Es satisfactorio comprobar que el grupo de profesores que así se va formando, va en aumento, y si como es de esperarse, compenetrada la Universidad de Puebla, de la importancia de sus tareas, les da pagas adecuadas y cuantos medios necesiten para la cabal ejecución de sus labores, no podrá pasar mucho tiempo sin que la Escuela de Medicina de Puebla tenga ya organizado y consolidado el escalafón fundamental, punto de partida para otros progresos, del estudio experimental de los aspectos dinámicos y funcionales, objeto de los programas ordinarios de fisiología, de química biológica y de farmacología.
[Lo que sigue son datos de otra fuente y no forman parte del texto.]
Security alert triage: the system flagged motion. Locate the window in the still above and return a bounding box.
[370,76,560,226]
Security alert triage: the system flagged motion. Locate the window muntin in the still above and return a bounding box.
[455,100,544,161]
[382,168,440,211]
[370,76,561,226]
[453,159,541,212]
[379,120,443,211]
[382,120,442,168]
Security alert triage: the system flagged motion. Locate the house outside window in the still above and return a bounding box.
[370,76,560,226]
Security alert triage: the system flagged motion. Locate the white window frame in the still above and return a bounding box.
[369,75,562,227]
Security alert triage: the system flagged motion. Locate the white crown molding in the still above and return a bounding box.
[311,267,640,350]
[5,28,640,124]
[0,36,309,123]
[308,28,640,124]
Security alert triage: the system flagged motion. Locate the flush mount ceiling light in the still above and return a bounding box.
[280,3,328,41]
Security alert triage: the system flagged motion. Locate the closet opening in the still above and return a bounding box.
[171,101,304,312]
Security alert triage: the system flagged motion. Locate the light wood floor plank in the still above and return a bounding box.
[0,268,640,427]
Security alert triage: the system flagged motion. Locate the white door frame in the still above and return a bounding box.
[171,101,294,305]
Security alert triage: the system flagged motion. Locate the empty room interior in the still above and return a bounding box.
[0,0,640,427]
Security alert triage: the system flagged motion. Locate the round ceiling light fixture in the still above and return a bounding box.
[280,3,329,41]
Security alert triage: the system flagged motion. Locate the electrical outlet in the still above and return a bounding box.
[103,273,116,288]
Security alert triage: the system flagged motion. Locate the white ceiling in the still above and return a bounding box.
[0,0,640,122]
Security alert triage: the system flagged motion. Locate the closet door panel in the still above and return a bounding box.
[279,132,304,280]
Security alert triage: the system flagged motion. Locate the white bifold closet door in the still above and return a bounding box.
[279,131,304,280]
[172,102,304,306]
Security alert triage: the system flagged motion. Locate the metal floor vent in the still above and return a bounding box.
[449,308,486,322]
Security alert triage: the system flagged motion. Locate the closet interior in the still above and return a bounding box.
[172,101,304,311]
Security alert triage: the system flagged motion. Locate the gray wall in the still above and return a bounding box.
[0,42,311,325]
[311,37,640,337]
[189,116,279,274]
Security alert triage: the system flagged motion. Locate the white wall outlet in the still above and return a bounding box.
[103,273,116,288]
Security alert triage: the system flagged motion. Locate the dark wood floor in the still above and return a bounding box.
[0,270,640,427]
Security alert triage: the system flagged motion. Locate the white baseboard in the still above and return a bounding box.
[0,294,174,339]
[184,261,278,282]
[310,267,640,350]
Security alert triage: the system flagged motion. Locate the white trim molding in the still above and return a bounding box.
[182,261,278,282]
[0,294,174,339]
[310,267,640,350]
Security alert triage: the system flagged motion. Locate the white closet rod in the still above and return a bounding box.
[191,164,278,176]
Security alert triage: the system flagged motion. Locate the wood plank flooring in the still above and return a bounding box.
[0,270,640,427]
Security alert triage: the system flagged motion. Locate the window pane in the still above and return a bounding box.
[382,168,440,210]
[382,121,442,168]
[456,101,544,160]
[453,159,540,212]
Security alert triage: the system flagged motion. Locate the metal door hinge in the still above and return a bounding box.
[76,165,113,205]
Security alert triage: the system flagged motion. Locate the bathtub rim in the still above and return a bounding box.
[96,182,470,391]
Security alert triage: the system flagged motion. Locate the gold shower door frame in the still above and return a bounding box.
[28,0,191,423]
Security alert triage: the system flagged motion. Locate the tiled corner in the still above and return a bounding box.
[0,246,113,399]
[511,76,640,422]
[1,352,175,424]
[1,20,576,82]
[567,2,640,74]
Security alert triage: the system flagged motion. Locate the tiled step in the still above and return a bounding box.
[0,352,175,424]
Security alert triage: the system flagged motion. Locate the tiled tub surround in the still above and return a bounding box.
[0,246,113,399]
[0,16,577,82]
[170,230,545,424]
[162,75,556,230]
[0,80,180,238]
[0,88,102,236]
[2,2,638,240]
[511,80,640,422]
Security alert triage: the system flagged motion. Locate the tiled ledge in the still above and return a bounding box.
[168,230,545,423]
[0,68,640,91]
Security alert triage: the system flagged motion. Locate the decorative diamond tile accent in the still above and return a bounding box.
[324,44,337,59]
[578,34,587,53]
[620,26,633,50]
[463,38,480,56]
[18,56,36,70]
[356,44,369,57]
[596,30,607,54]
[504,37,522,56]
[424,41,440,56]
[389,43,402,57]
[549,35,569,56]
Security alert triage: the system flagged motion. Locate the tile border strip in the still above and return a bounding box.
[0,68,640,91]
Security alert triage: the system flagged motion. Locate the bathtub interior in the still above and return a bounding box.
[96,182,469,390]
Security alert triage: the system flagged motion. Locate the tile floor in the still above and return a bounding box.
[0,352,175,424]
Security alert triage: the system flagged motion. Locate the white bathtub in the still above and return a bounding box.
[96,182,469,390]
La creación de esta Hemeroteca Médica, si en el futuro se cuida de que las series con que empieza a contar, no lleguen a quedar interrumpidos, será valiosa fuente de consulta para los cultivadores poblanos de esas diversas disciplinas en particular, y para todos los deseosos de seguir los progresos de las ciencias médicas en general. Los mantendrá informados de lo hecho por los investigadores de otros países; les permitirá estar recibiendo los fecundantes beneficios de sus pensamientos, y en suma, los alentará a participar en la importante tarea de lograr para la Escuela de Medicina de Puebla, el brillante futuro a que está obligada, para emular dignamente su pasado.